Thanks to CBS' strength in television programming, it may be a more lucrative acquisition target for another media or technology company. The diversity of CBS' portfolio, which includes sports, news and other tentpole events, also makes it much more appealing to cable and digital distribution partners, as well as advertisers.
But Viacom is currently in a more precarious situation, given its declining ratings. A Bloomberg report from July showed ratings at Viacom's top networks have declined double digits. MTV's flagship Video Music Awards only drew in 6.5 million viewers, 34 percent down from 2016's 9.8 million viewers. MTV president Sean Atkins, who unveiled a robust strategy to bring back music programming to the network during the advertiser upfront presentation this year, left the network in October.
National Amusements, which controls CBS Corporation and Viacom, sent a message to the boards of the companies declining the deal.
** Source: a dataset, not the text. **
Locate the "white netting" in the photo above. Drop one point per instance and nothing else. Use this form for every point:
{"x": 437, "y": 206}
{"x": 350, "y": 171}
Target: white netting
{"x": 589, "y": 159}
The two organizations had begun preliminary talks, but CBS had not made a formal bid for Viacom.
"Over the past few months, after careful assessment and meetings with the leadership of both companies, we have concluded that this is not the right time to merge the companies," the message said. "Following the management changes that the Viacom Board put in place, we have been very impressed with the forward-looking thinking and strategic plan being pursued under Bob Bakish's leadership."
Viacom, which owns Paramount Pictures as well as networks including MTV, Comedy Central and Nickelodeon, started as a television syndicate division of CBS in 1971. The two split into separate companies in 2006.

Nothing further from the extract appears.